“The people and the food are both spicy,” the new Israeli ambassador to the United States, Michael Herzog, observed while celebrating what he called the “new-old relationship” between Israel and Morocco and noting that what draws the two peoples together is more important than what might separate them.
Herzog and Morocco’s ambassador to the United States, Princess Lalla Joumala, on Thursday night hosted a celebration to mark the one-year anniversary of normalization between the Kingdom of Morocco and the State of Israel. The guest list for the event at the Watergate Hotel in Washington featured a pair of US congressmen, a high-ranking State Department official and a number of notables from both the Israeli and Moroccan Jewish communities.

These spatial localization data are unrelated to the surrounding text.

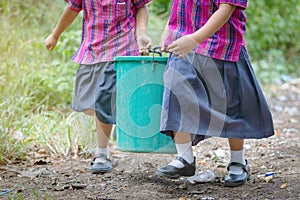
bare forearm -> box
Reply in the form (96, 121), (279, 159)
(52, 7), (79, 39)
(135, 6), (149, 35)
(191, 4), (235, 43)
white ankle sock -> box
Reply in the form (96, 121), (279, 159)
(95, 147), (109, 155)
(169, 142), (194, 168)
(229, 149), (246, 175)
(95, 147), (109, 163)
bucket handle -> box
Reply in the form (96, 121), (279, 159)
(142, 46), (166, 71)
(149, 46), (163, 57)
(150, 46), (162, 71)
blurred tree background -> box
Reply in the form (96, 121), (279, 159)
(0, 0), (299, 163)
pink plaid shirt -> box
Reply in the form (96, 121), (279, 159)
(166, 0), (248, 62)
(66, 0), (151, 64)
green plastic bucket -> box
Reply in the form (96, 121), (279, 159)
(114, 56), (176, 154)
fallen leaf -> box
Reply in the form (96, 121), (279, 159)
(37, 148), (48, 154)
(188, 190), (205, 195)
(34, 160), (48, 165)
(274, 130), (281, 136)
(280, 183), (288, 189)
(178, 183), (187, 190)
(178, 197), (190, 200)
(264, 176), (273, 183)
(53, 186), (65, 191)
(201, 197), (215, 200)
(289, 118), (298, 123)
(71, 183), (87, 190)
(197, 160), (206, 165)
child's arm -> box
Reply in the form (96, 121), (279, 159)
(45, 7), (79, 51)
(135, 5), (152, 55)
(168, 3), (236, 58)
(159, 20), (170, 52)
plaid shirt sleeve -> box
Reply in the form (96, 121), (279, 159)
(66, 0), (82, 12)
(132, 0), (152, 9)
(219, 0), (247, 10)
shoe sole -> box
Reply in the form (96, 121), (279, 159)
(224, 175), (250, 187)
(91, 168), (112, 174)
(155, 171), (180, 179)
(155, 171), (195, 179)
(224, 180), (246, 187)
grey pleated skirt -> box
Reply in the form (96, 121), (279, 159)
(160, 46), (274, 145)
(71, 62), (116, 124)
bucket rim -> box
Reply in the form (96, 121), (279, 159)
(114, 56), (168, 62)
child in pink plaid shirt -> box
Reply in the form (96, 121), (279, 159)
(45, 0), (151, 174)
(156, 0), (274, 187)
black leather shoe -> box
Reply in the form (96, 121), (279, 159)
(224, 160), (250, 187)
(155, 156), (196, 179)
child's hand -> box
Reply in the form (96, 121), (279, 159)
(137, 34), (152, 55)
(45, 34), (59, 51)
(168, 34), (199, 58)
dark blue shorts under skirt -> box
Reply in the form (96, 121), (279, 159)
(160, 47), (274, 145)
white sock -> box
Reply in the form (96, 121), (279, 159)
(229, 149), (246, 175)
(95, 147), (109, 163)
(169, 142), (194, 168)
(95, 146), (109, 155)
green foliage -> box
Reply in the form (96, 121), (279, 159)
(147, 0), (171, 46)
(245, 0), (300, 80)
(0, 0), (87, 163)
(251, 49), (289, 84)
(0, 128), (28, 164)
(246, 0), (300, 58)
(148, 0), (171, 16)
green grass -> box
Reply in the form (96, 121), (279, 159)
(0, 1), (90, 163)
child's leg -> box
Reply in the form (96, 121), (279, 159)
(228, 138), (244, 150)
(170, 132), (194, 167)
(225, 138), (250, 187)
(91, 118), (115, 174)
(95, 118), (112, 151)
(156, 132), (195, 178)
(228, 138), (246, 174)
(82, 110), (112, 154)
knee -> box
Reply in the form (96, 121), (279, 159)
(83, 110), (95, 116)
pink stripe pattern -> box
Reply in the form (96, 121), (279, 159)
(66, 0), (151, 64)
(166, 0), (248, 62)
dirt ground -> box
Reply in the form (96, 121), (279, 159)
(1, 80), (300, 200)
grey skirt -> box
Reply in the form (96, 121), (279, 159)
(160, 46), (274, 145)
(71, 62), (116, 124)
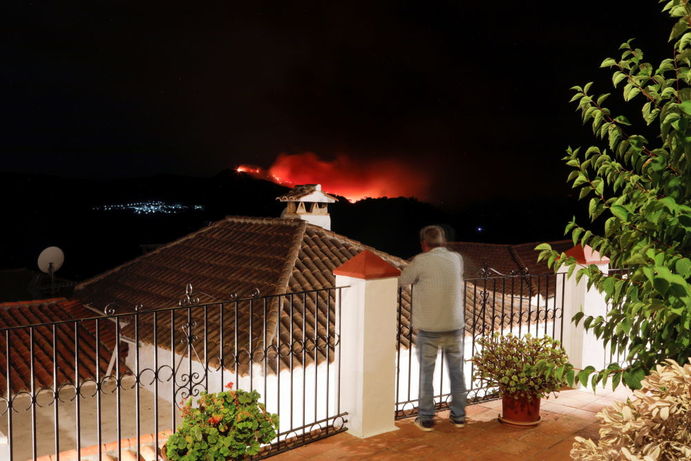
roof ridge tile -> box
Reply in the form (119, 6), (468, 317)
(304, 223), (408, 267)
(276, 220), (307, 294)
(508, 246), (527, 270)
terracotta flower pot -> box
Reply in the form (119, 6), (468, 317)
(498, 394), (542, 426)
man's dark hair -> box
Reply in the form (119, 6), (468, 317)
(420, 225), (446, 248)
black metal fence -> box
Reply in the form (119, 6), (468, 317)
(0, 287), (346, 461)
(395, 271), (566, 418)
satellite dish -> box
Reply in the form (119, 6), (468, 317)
(38, 246), (64, 275)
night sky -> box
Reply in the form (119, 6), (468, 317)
(3, 1), (668, 206)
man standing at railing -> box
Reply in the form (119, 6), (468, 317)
(399, 225), (466, 431)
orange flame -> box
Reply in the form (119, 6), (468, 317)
(237, 153), (430, 202)
(235, 165), (263, 175)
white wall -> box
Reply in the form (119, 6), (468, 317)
(127, 344), (341, 436)
(557, 264), (609, 371)
(300, 214), (331, 230)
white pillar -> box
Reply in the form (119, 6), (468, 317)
(334, 250), (400, 438)
(557, 246), (610, 371)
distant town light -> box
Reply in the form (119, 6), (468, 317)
(93, 201), (205, 216)
(476, 226), (484, 232)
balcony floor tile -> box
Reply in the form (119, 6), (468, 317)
(270, 388), (632, 460)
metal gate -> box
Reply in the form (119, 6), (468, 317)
(394, 271), (566, 418)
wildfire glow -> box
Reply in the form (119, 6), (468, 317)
(235, 152), (430, 202)
(235, 165), (262, 175)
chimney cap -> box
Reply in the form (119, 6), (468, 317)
(277, 184), (337, 203)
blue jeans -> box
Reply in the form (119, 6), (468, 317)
(417, 329), (466, 422)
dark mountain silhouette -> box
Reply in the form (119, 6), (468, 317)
(0, 171), (583, 297)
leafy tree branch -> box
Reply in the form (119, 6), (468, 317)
(537, 0), (691, 390)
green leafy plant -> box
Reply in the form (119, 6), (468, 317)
(472, 334), (570, 399)
(166, 383), (279, 461)
(570, 359), (691, 461)
(537, 0), (691, 390)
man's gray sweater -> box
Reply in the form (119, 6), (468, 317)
(398, 247), (465, 332)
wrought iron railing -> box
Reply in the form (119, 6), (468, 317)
(0, 286), (347, 460)
(395, 271), (566, 419)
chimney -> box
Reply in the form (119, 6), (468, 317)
(277, 184), (337, 230)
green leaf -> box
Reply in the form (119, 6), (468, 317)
(608, 126), (621, 149)
(604, 217), (617, 236)
(675, 258), (691, 277)
(620, 317), (632, 334)
(583, 315), (595, 329)
(613, 115), (632, 126)
(623, 368), (646, 389)
(582, 230), (593, 245)
(578, 366), (596, 387)
(573, 173), (588, 187)
(588, 198), (598, 218)
(612, 71), (627, 88)
(619, 39), (633, 50)
(600, 58), (617, 68)
(677, 32), (691, 51)
(579, 186), (592, 200)
(669, 18), (688, 41)
(625, 253), (648, 265)
(565, 219), (577, 235)
(572, 227), (584, 245)
(679, 100), (691, 115)
(610, 205), (629, 221)
(624, 85), (641, 101)
(566, 368), (576, 387)
(572, 311), (585, 325)
(612, 371), (622, 390)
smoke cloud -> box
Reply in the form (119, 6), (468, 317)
(238, 152), (430, 202)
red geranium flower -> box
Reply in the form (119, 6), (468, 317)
(207, 415), (222, 426)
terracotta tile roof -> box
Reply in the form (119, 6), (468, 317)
(75, 217), (307, 308)
(0, 298), (126, 396)
(74, 216), (410, 374)
(446, 240), (572, 300)
(73, 217), (558, 375)
(447, 240), (572, 277)
(447, 242), (517, 278)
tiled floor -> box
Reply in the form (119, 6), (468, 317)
(272, 386), (632, 461)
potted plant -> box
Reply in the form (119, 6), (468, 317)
(473, 333), (569, 426)
(165, 382), (279, 461)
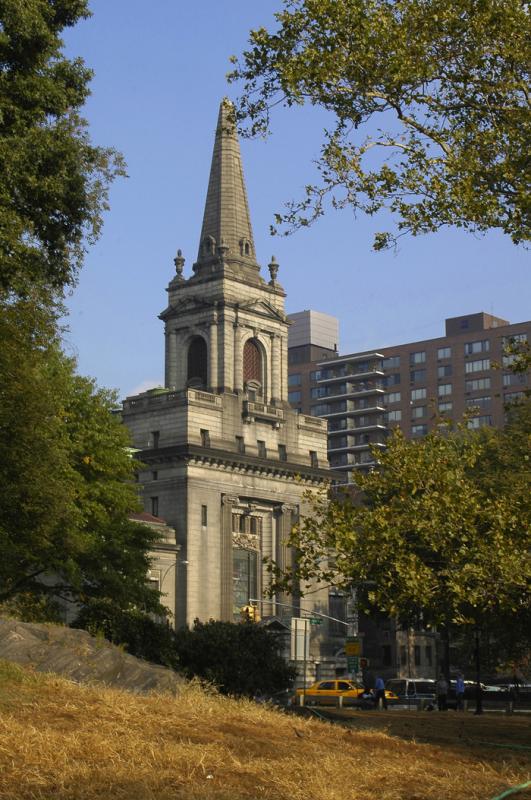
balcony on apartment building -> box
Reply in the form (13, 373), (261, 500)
(318, 353), (385, 383)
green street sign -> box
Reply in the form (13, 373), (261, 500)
(347, 656), (360, 672)
(309, 617), (322, 625)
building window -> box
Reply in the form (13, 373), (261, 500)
(329, 418), (347, 431)
(200, 428), (210, 447)
(288, 373), (301, 386)
(410, 369), (426, 383)
(410, 351), (426, 365)
(465, 340), (490, 355)
(502, 333), (527, 346)
(468, 415), (492, 429)
(278, 444), (287, 461)
(466, 377), (491, 392)
(310, 403), (329, 416)
(250, 517), (259, 535)
(384, 373), (401, 387)
(243, 339), (262, 385)
(411, 405), (426, 419)
(465, 396), (491, 410)
(437, 364), (452, 378)
(438, 383), (452, 397)
(383, 356), (400, 369)
(239, 515), (246, 533)
(236, 435), (245, 454)
(150, 497), (159, 517)
(386, 409), (402, 422)
(425, 645), (433, 666)
(310, 370), (322, 382)
(438, 401), (453, 413)
(382, 645), (392, 666)
(288, 390), (302, 403)
(201, 505), (208, 527)
(187, 336), (207, 387)
(412, 424), (428, 436)
(505, 391), (525, 404)
(257, 440), (267, 458)
(465, 358), (490, 373)
(414, 645), (421, 667)
(437, 347), (452, 359)
(411, 388), (427, 401)
(152, 470), (158, 481)
(311, 386), (328, 399)
(383, 391), (401, 404)
(233, 548), (258, 619)
(151, 430), (160, 449)
(503, 373), (527, 387)
(309, 450), (318, 467)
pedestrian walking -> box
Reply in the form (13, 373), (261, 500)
(436, 675), (448, 711)
(374, 676), (388, 710)
(455, 673), (465, 711)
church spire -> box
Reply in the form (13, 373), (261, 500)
(194, 98), (258, 275)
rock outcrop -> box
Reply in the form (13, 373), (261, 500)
(0, 617), (185, 693)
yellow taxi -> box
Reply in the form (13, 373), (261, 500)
(293, 679), (398, 706)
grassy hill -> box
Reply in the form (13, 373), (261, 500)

“The relations between the Jewish people and Morocco are ancient, unique and noteworthy. Generations of Jews have found refuge all over Morocco at various points over the last few thousand years. Together, we can advance our shared vision for a peaceful, thriving and stable region. I strongly believe that the relations between us, as well as the relations between Jews and Muslims at large, could make a significant contribution in this respect. They could become a game-changer in many critical areas such as health care, climate change, food security, high tech and so much more,” said Herzog.
Joumala, who apologized profusely for needing to leave the event early due to an illness, told the audience: “The seeds of peace planted over the past year are already starting to bear fruit, impacting positively the lives of peoples in the region. It is hard not to be filled with optimism for the future when looking at the enthusiasm and impulse the trilateral agreement and the Abraham Accords have generated. Collectively, we need to relentlessly work to ensure that the achievements of the past year are widened and deeply rooted at the human level.”

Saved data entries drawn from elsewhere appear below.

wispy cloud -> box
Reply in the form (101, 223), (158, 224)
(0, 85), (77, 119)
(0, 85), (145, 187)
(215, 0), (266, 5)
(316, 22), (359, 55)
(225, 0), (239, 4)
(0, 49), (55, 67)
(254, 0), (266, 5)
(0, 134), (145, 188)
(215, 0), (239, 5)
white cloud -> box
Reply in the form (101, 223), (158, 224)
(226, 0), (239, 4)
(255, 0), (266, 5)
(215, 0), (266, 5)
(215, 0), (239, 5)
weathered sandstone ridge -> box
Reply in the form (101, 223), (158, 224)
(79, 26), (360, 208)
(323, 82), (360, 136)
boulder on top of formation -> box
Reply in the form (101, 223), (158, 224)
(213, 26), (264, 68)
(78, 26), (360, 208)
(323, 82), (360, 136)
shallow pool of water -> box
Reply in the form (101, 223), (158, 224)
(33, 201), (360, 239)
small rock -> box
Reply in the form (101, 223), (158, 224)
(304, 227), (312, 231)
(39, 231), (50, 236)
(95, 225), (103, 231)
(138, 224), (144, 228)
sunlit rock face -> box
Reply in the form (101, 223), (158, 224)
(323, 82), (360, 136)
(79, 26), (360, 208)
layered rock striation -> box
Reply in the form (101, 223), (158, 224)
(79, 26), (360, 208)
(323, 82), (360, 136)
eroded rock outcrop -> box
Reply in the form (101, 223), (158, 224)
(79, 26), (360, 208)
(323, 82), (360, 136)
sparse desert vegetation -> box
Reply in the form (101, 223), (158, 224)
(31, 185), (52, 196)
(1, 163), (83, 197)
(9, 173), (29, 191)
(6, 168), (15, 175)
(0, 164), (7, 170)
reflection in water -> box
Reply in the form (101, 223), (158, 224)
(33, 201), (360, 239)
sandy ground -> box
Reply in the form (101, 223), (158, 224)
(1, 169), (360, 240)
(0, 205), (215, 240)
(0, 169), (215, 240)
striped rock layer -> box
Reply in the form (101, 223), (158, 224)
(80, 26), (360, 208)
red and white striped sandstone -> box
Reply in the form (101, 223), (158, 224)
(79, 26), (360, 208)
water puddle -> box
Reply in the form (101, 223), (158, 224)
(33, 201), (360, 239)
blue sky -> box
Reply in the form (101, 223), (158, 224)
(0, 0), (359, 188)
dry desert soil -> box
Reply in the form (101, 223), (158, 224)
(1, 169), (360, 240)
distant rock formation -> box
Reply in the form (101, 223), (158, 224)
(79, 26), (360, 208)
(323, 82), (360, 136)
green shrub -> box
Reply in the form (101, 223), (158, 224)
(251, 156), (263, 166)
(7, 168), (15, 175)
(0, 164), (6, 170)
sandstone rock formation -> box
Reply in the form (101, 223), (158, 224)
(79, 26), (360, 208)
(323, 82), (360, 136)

I hope and wish that every other Arab country will follow suit and know there is nothing better in the world than living in peace
The event had a distinctly Moroccan flair, down to the traditional music from an authentic Moroccan band. An Israeli and a Moroccan chef worked on the menu and, as can be expected when Israelis and Moroccans come together, the event started 30 minutes late. The participants were busy celebrating what they say is a development with no real downside.

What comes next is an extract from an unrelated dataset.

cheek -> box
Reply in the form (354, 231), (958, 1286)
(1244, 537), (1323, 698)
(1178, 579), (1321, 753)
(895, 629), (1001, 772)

“The initial reaction in the Moroccan media to normalization efforts was mixed, but also very excited. Everyone is now looking forward to taking this to another level, after seeing the economic results. Now, we want to see the full fruit of this relationship,” Mohammad Hammam, a freelance Moroccan television journalist, told The Media Line.
A number of attendees said that while many good things have come from open relations between Israel and Morocco, one of the better consequences is that the world can see that the people-to-people relations were there all along.
“First of all, this is a historic event, and I’m so proud to be here. I hope and wish that every other Arab country will follow suit and know there is nothing better in the world than living in peace,” Rabbi Gad Bouskila, the head of the Moroccan Jewish community in New York, told The Media Line.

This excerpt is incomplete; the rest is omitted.